Various studies, including randomized controlled trials and meta-analyses, have examined the efficacy of neurofeedback as a viable option for treating ADHD in relation to pharmacological treatment, and the results to date have been promising (Arns, de Ridder, Strehl, Breteler, & Coenen, 2009; Arns, Heinrich, & Strehl, 2014; Duric, Assmus, Gundersen, & Elgen, 2012; Leins et al., 2007; Lofthouse et al., 2012). In a randomized controlled trial, neurofeedback training was found to be superior to computerized attention skills training (Gevensleben et al., 2009). Duric et al. (2012) found in a controlled and randomized clinical trial that neurofeedback treatment seemed to improve the core symptoms of ADHD, as assessed by parental reports. When neurofeedback was administered in conjunction with pharmacological treatment, the originally prescribed medication dose was observed to decrease (Lora & Moreno, 2011), while Meisel, Servera, Garcia-Banda, Cardo, and Moreno (2013) showed that effects were maintained for 6 months following treatment. Moreno-Garcia, Delgado-Pardo, Camacho-Vara de Rey, Meneres-Sancho, and Servera-Barceló (2015) showed that neurofeedback, pharmacological treatment, and behavioral therapy are effective and cause similar effects as represented in a specific electroencephalographic measure (theta/beta ratio).
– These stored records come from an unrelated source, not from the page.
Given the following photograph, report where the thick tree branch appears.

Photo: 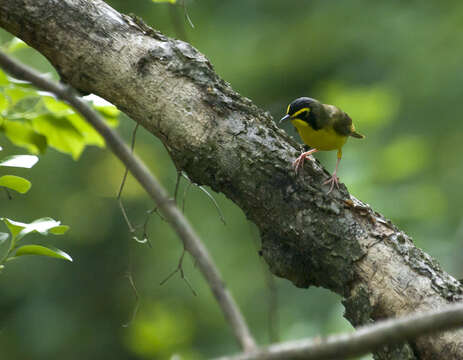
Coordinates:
[0,0,463,359]
[0,52,256,351]
[217,304,463,360]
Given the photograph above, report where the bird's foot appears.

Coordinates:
[323,172,339,194]
[293,153,307,175]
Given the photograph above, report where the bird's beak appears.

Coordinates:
[279,114,291,124]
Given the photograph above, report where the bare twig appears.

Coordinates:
[218,304,463,360]
[182,173,227,225]
[122,271,140,327]
[182,182,193,213]
[174,170,182,204]
[0,52,256,351]
[117,123,139,235]
[182,0,195,29]
[160,248,198,296]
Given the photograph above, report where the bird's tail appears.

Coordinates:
[349,130,365,139]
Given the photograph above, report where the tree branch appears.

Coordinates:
[0,0,463,360]
[217,304,463,360]
[0,52,256,351]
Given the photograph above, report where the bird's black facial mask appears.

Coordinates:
[280,97,322,130]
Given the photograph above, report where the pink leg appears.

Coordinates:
[323,157,341,194]
[293,149,318,175]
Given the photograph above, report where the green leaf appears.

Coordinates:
[50,225,69,235]
[0,70,9,86]
[1,217,69,240]
[0,120,47,154]
[4,86,40,107]
[15,245,72,262]
[32,114,85,160]
[0,155,39,169]
[0,232,10,245]
[0,175,32,194]
[42,96,75,116]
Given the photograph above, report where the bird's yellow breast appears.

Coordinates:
[291,119,347,150]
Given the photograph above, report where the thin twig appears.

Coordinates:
[122,271,140,327]
[182,182,193,213]
[169,4,188,42]
[174,170,182,204]
[217,304,463,360]
[0,52,256,351]
[182,0,195,29]
[159,248,198,296]
[117,123,139,235]
[182,173,227,225]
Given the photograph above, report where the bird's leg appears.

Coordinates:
[323,149,342,194]
[293,149,318,175]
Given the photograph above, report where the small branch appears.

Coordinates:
[217,304,463,360]
[0,52,256,351]
[159,248,198,296]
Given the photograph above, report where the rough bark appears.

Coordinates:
[0,0,463,359]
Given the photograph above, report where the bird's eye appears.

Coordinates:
[292,107,310,119]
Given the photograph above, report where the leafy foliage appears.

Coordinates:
[0,39,119,160]
[0,147,72,271]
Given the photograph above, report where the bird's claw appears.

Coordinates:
[293,153,307,175]
[323,173,339,194]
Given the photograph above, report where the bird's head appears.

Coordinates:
[280,97,324,127]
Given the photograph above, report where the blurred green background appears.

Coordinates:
[0,0,463,360]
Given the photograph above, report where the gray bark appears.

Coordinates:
[0,0,463,359]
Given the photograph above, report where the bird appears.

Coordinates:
[280,97,365,194]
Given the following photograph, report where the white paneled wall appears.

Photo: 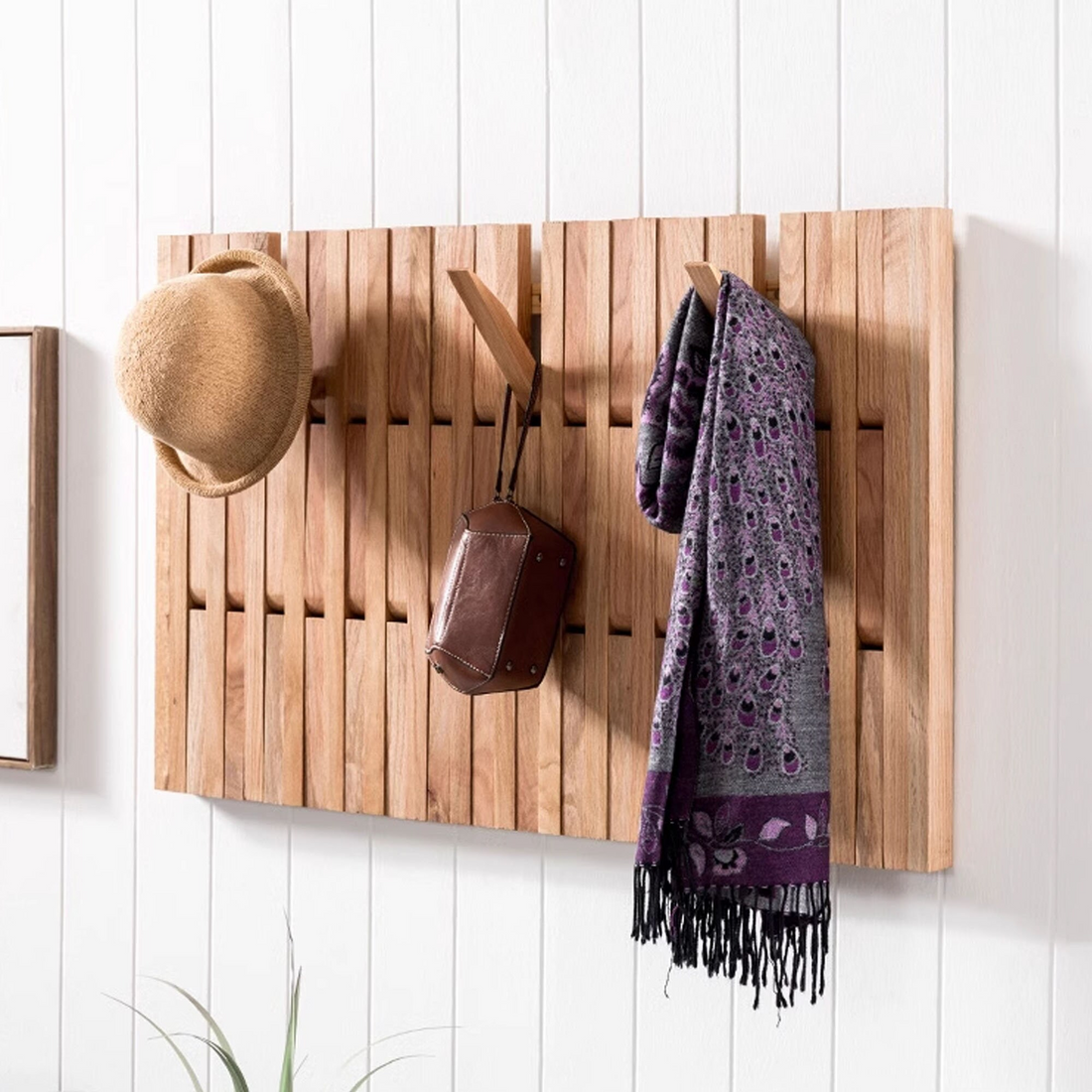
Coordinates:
[0,0,1092,1092]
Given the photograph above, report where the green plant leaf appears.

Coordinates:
[106,994,205,1092]
[280,969,303,1092]
[348,1054,423,1092]
[149,975,235,1061]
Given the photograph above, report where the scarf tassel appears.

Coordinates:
[632,864,830,1009]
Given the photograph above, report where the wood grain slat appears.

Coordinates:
[884,208,912,869]
[428,227,477,823]
[471,425,516,830]
[608,633,650,842]
[224,611,247,800]
[805,213,858,864]
[609,219,655,838]
[707,215,765,295]
[304,422,327,614]
[186,235,230,612]
[925,208,956,872]
[386,227,433,819]
[305,231,348,811]
[263,231,309,807]
[563,221,611,838]
[155,235,190,792]
[856,651,884,869]
[345,425,368,619]
[858,428,884,647]
[345,228,391,815]
[535,224,580,834]
[858,208,884,427]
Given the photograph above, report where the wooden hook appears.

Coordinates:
[448,270,535,406]
[686,262,721,316]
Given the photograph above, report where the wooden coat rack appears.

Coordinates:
[156,209,952,871]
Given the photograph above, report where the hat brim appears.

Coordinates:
[153,250,312,497]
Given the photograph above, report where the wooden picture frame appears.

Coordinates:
[0,327,59,770]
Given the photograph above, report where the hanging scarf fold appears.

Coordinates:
[633,273,830,1008]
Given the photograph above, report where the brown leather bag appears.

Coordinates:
[425,364,577,694]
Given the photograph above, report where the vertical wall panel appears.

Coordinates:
[210,0,292,231]
[0,4,63,1089]
[940,0,1058,1089]
[733,0,839,1089]
[547,0,641,219]
[210,0,292,1092]
[640,0,739,216]
[372,0,459,226]
[134,2,212,1092]
[841,0,947,208]
[290,0,371,230]
[834,0,947,1090]
[1054,0,1092,1092]
[61,2,137,1088]
[739,0,840,270]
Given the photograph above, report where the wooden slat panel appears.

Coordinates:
[262,614,285,800]
[304,423,327,614]
[186,235,230,607]
[386,227,433,819]
[306,231,348,811]
[186,611,205,796]
[610,214,655,840]
[474,224,531,422]
[707,215,765,294]
[858,208,884,426]
[428,227,476,822]
[925,208,956,872]
[858,428,884,647]
[224,611,247,800]
[560,428,588,626]
[471,425,515,830]
[561,633,594,838]
[777,211,807,331]
[155,235,190,792]
[345,425,368,618]
[271,231,309,806]
[816,429,831,634]
[611,218,656,425]
[609,634,650,842]
[806,213,858,864]
[428,421,472,823]
[535,224,580,834]
[607,426,637,632]
[345,228,390,815]
[884,208,912,869]
[563,221,611,838]
[188,497,227,796]
[856,651,884,869]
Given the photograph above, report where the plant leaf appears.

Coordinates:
[183,1032,250,1092]
[150,975,235,1061]
[348,1054,423,1092]
[106,994,205,1092]
[280,969,303,1092]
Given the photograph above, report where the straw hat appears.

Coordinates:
[115,250,312,497]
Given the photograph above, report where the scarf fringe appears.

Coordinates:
[632,864,830,1009]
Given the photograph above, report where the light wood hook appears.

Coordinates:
[686,262,721,316]
[448,270,535,406]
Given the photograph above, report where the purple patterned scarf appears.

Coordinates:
[633,273,830,1008]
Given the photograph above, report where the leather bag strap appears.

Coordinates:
[492,361,543,501]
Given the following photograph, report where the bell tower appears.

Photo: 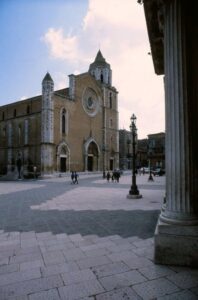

However, conclusions about the effectiveness of neurofeedback, especially compared with the most commonly accepted treatments (pharmacology [PH] and behavior therapy [BT]), remain controversial. For example, in their respective revisions, Pigott and Cannon (2014) concluded that neurofeedback is a useful treatment in place of stimulant medication and behavior therapy as first-line treatments, while Loo and Makeig (2012) only recognized that in recent years, despite the considerable growth in the number and quality of research reports on neurofeedback, the studies reviewed did not yet support this treatment as a first-line, stand-alone modality. In a similar vein, the Society of Clinical Child and Adolescent Psychology considers neurofeedback to be at Level 3, as a “possibly efficacious treatment” of ADHD (Evans, Owens, & Bunford, 2014). Therefore, many more studies are needed to know whether neurofeedback can level up.

One of the main methodological issues encountered when comparing the effectiveness of these treatments could be the use of different measures of ADHD symptoms. Rating scales for parents and teachers have been the most common procedure and often the only one used. However, it seems advisable to add at least some neuropsychological task. For example, the Integrated Visual and Auditory Continuous Performance Test (IVA/CPT; Sandford & Turner, 2002) has been used to define attention and behavior problems by comparing children with a diagnosis of ADHD with children with no history of the disorder (Moreno-García, Delgado-Pardo, & Roldán-Blasco, 2015) and to evaluate the efficacy of neurofeedback (Moreno, Delgado, Aires, & Meneres, 2013; Yan et al., 2008).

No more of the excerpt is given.